For the Open-Coupled male homosexual, frequency of cruising may be a relevant security consideration; in the San Francisco study, 28% of the males cruised at least once a week. Some lesbians in this category may need to be evaluated for emotional stability.

Functionals: These homosexual men and women organized their lives around their sexual experiences. The closest heterosexual counterpart would be the "swinging single." This group reported more sexual activity, a greater number of partners, more cruising, and less regret at being homosexual than any other group. They were not interested in finding a special partner to settle down with. They tended to be younger, exuberant, very involved with their many friends, more open in their homosexual activity, and involved in the homosexual community. They are also the most likely to have been arrested for a homosexual offense. This group was better adjusted than average, although not quite as well adjusted as the Close-Coupled group.

Although rather well-adjusted emotionally, the Functional homosexual's promiscuity, cruising, and frequent lack of discretion in sexual activity may be a security concern. Of the Functional male homosexuals in the San Francisco study, 76% were cruising at least once a week. Cruising of homosexual bars was characteristic of 65%, while 40% cruised on the street. The study found that every one of the male Functional homosexuals had at least 20 different sexual partners during the previous year. Many had far more than that. For an employee assigned or traveling overseas, this type of activity is likely to attract the attention of a local security or intelligence service. On the other hand, Functional homosexuals tend to be somewhat more open about their homosexuality and, therefore, less vulnerable to blackmail. Female homosexuals are far less likely than males to be promiscuous or to engage in anonymous sexual contacts. Cruising was unusual among Functional lesbians, and only 10% of them had more than 20 different sexual partners during the previous year.

Dysfunctionals: This group resembled the stereotype of the tormented homosexual. They were not coupled, but scored high on level of sexual activity and number of partners. They were troubled people whose lives offered little gratification. They showed a poor adjustment sexually, socially, and psychologically. They were much more likely to regret their homosexuality. Among the men, they were the most likely to report robbery, assault, extortion, or job difficulties as a result of their homosexuality. They were a bit less likely than the open-coupled males to have been arrested for a homosexual offense, but more likely to have been arrested for some other offense. The women were more likely than other homosexual types to have needed long-term professional help for an emotional problem. About 20% of the homosexuals clearly fell into this Dysfunctional category.

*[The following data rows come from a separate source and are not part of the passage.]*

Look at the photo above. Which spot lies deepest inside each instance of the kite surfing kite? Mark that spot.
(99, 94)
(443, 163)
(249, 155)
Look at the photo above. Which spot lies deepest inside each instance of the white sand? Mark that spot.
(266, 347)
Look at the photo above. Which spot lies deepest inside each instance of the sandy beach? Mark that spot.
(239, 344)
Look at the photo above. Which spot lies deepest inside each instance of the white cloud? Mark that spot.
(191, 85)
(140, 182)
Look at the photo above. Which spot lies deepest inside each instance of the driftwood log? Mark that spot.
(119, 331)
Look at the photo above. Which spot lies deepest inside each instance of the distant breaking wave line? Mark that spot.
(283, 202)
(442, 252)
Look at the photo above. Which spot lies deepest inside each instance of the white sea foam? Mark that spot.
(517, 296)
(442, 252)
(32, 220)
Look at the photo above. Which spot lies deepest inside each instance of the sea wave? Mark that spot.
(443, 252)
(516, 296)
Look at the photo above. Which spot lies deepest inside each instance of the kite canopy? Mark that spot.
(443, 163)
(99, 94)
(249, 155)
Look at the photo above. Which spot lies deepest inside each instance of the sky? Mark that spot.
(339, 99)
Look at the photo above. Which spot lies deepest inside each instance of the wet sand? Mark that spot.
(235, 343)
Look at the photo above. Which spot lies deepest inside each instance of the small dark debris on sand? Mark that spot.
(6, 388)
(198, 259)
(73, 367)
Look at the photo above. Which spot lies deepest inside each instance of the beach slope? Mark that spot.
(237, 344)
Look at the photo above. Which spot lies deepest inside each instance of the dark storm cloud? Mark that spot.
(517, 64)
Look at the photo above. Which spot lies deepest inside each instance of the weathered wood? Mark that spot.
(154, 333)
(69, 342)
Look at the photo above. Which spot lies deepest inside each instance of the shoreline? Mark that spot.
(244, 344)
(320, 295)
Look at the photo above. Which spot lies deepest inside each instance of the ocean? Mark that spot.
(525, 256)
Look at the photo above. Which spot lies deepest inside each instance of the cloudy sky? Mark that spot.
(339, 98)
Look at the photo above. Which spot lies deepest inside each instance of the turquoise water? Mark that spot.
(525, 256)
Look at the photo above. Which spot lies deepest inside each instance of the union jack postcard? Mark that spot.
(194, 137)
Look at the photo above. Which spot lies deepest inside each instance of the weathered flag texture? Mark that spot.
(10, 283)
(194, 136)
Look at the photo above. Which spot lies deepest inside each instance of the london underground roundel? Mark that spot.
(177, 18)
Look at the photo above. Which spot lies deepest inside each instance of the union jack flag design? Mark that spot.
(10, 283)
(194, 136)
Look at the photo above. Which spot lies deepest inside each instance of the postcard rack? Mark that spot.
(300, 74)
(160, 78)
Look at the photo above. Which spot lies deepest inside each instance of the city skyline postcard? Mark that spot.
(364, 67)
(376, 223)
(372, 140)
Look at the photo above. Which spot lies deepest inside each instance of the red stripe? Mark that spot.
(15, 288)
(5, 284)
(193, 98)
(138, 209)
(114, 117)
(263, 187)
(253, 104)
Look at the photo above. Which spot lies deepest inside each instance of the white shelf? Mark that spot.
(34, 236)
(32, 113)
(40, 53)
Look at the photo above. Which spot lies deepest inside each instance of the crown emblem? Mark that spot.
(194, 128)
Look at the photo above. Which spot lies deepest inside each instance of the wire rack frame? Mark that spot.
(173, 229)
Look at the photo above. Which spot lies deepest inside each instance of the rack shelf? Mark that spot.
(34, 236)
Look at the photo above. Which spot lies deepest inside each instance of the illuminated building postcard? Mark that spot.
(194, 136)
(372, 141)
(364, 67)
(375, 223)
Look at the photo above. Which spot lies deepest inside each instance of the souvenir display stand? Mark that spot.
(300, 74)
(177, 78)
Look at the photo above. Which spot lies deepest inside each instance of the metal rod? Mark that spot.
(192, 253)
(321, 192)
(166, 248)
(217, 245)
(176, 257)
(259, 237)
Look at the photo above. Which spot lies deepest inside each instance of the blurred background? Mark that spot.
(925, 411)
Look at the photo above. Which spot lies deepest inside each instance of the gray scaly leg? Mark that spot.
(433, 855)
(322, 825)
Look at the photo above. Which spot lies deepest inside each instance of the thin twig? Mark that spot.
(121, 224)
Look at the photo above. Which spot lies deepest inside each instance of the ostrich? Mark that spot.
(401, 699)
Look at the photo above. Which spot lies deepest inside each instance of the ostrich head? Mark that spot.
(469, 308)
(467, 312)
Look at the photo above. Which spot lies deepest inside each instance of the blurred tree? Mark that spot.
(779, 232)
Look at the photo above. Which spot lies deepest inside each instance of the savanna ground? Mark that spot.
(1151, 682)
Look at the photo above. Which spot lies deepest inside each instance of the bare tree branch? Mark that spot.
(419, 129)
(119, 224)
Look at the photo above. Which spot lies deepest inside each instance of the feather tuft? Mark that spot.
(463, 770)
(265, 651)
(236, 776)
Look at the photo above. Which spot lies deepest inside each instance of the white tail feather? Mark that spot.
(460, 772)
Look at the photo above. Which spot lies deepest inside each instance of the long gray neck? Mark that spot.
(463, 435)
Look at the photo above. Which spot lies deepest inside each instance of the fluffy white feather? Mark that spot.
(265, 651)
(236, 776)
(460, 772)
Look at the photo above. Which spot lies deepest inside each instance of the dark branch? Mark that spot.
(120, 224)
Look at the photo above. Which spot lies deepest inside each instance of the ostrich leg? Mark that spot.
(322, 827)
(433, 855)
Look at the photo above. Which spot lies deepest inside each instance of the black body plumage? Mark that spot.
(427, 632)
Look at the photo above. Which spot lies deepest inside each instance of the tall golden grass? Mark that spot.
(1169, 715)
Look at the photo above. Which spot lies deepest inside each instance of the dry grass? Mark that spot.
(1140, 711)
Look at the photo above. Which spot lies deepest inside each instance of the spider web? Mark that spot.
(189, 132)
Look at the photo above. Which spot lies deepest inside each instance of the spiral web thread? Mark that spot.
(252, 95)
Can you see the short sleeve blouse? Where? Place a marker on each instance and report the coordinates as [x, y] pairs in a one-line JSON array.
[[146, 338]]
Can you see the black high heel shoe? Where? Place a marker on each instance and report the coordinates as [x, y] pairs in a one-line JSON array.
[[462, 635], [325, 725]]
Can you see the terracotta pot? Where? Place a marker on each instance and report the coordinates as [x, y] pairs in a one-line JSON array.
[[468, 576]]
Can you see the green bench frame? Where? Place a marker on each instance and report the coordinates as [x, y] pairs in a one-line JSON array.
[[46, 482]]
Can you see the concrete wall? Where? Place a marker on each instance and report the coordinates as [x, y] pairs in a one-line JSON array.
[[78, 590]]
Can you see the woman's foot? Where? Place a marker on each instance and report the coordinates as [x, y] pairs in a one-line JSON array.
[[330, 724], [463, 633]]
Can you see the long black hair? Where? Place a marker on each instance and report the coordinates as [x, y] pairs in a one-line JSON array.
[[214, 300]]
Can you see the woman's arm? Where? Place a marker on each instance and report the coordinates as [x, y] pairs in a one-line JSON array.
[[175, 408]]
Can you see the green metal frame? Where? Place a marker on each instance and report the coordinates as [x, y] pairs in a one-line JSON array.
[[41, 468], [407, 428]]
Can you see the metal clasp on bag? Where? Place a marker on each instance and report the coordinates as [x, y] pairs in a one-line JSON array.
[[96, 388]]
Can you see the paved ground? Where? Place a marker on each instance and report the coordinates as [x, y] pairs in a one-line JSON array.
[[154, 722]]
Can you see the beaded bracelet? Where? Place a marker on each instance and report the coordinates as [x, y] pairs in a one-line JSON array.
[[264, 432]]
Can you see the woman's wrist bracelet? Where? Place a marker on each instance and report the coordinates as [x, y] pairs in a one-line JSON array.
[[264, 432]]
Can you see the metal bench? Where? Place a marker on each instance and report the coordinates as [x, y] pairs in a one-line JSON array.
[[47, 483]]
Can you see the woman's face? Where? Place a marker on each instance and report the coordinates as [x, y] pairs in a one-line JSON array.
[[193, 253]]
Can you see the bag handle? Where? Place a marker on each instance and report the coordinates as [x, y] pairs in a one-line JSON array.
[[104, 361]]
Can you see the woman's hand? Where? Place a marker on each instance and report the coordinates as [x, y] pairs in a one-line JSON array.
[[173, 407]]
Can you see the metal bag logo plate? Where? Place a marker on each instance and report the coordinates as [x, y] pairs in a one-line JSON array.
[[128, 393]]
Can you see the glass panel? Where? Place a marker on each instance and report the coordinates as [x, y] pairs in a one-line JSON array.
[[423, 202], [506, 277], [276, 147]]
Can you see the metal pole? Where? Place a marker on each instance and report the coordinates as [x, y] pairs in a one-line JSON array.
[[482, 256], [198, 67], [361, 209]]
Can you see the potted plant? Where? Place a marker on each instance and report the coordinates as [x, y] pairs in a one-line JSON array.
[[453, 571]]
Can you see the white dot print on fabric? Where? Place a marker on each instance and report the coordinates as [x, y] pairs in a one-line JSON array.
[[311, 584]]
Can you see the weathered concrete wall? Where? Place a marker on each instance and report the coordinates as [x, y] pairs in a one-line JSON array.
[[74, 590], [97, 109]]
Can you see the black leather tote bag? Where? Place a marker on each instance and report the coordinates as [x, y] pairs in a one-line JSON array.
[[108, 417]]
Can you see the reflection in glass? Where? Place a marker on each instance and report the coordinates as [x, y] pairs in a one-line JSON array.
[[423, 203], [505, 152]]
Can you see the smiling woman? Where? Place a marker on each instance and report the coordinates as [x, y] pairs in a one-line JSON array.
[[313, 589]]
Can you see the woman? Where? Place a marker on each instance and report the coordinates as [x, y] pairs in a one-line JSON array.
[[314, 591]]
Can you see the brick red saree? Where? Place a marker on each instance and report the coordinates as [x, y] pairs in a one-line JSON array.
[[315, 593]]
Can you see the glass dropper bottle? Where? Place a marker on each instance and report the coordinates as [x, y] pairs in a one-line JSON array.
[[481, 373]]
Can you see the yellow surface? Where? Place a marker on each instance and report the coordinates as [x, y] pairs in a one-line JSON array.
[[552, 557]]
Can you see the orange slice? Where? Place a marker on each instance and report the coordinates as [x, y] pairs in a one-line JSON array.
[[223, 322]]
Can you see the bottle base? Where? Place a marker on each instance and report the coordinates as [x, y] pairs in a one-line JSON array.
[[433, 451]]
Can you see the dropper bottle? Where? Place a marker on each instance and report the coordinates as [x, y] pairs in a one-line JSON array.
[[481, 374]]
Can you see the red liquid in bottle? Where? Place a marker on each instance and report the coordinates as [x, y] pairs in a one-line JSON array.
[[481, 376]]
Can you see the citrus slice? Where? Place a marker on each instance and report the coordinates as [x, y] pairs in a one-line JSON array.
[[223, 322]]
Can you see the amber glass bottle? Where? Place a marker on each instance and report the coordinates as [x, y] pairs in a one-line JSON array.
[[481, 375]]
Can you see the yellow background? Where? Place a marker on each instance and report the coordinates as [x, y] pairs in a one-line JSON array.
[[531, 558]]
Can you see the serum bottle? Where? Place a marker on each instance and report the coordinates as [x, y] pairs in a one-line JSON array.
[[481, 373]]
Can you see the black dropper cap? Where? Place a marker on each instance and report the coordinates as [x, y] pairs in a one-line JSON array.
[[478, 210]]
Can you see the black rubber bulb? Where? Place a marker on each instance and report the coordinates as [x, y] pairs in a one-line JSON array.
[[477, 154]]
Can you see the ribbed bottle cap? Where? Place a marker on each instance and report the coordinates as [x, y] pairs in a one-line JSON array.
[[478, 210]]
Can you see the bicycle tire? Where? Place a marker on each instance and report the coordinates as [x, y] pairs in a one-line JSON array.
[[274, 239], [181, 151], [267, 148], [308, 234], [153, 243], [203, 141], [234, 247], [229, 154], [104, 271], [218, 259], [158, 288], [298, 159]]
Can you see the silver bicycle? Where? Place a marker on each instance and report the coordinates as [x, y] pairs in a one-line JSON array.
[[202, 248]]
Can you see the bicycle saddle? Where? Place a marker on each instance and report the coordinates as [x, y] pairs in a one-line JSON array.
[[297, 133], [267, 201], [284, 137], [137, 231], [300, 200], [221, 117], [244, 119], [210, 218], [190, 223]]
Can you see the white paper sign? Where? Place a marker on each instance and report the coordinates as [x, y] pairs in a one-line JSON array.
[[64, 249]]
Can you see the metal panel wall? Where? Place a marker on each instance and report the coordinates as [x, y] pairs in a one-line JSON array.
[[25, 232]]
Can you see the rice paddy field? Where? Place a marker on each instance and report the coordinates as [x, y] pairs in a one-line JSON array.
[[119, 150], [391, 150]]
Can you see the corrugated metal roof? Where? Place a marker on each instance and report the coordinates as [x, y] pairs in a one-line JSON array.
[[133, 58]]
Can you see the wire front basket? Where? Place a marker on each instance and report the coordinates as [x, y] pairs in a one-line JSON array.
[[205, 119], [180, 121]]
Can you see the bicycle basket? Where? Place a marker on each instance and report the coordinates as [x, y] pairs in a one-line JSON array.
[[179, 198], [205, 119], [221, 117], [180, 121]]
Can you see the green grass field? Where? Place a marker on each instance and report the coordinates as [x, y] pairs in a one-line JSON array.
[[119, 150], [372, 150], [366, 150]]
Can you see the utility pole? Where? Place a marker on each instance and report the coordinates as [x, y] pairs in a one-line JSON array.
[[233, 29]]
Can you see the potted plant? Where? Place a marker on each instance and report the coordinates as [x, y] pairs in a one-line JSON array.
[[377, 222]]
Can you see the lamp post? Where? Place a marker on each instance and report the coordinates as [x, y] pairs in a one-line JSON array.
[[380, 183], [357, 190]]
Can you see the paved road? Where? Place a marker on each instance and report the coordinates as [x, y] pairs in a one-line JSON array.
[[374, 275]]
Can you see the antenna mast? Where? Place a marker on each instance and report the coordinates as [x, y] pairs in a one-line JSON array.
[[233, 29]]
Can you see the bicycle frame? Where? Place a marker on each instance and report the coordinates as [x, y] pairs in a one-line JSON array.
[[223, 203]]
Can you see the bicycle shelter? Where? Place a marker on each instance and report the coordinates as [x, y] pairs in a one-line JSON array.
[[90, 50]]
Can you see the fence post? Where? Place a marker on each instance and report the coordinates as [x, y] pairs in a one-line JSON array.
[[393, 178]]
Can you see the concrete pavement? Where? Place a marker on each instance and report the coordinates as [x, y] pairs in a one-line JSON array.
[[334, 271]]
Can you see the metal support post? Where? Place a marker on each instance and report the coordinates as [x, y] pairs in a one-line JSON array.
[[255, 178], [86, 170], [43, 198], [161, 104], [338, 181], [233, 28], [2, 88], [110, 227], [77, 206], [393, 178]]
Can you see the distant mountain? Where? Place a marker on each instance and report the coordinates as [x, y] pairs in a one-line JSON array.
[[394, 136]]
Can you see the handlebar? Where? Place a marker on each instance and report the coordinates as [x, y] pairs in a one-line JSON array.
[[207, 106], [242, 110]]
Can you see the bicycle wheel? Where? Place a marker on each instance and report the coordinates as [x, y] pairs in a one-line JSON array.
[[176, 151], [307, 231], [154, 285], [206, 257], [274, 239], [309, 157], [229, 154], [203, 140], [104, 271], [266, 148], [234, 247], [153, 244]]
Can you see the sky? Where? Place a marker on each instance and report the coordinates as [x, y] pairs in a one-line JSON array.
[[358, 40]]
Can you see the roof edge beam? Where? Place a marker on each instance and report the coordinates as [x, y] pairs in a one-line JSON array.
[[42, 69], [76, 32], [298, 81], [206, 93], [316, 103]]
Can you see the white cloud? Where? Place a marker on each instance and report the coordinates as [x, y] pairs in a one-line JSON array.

About 66% of the Dysfunctional male homosexuals cruised at least once a week, 90% had at least 20 sexual partners during the previous year, 80% reported difficulty finding suitable sexual partners, about half reported problems of psychological adjustment, and 43% reported that their homosexuality had harmed their career.

Individuals of this type may be vulnerable to exploitation by others, including hostile security or intelligence services. Psychological evaluation of emotional problems may be appropriate.

Asexuals: The most prominent characteristic of this group was a low sex drive and relative lack of involvement with other people. They were not coupled but differed from the Dysfunctionals by scoring low on level of sexual interest and number of partners. They had more sexual problems than other homosexuals and often complained of difficulty in finding a partner. They expressed more regret over their homosexuality, were less exclusively homosexual and more covert in their homosexual activity than other respondents. Female asexuals were more likely to rate themselves as bisexual and to have sought professional help concerning their sexual orientation.

Cruising was rare among the Asexual males, and none had more than 20 sexual partners during the previous year. On the other hand, Asexuals were more likely to conceal their homosexuality and, therefore, may be more vulnerable to blackmail. Almost half of this group reported problems of psychological adjustment. About 75% reported difficulty finding a suitable sexual partner, which may make an individual vulnerable to exploitation.

This vulnerability may be quite significant for an individual who travels or works in foreign countries. As with the Dysfunctionals, psychological evaluation of emotional problems may be appropriate.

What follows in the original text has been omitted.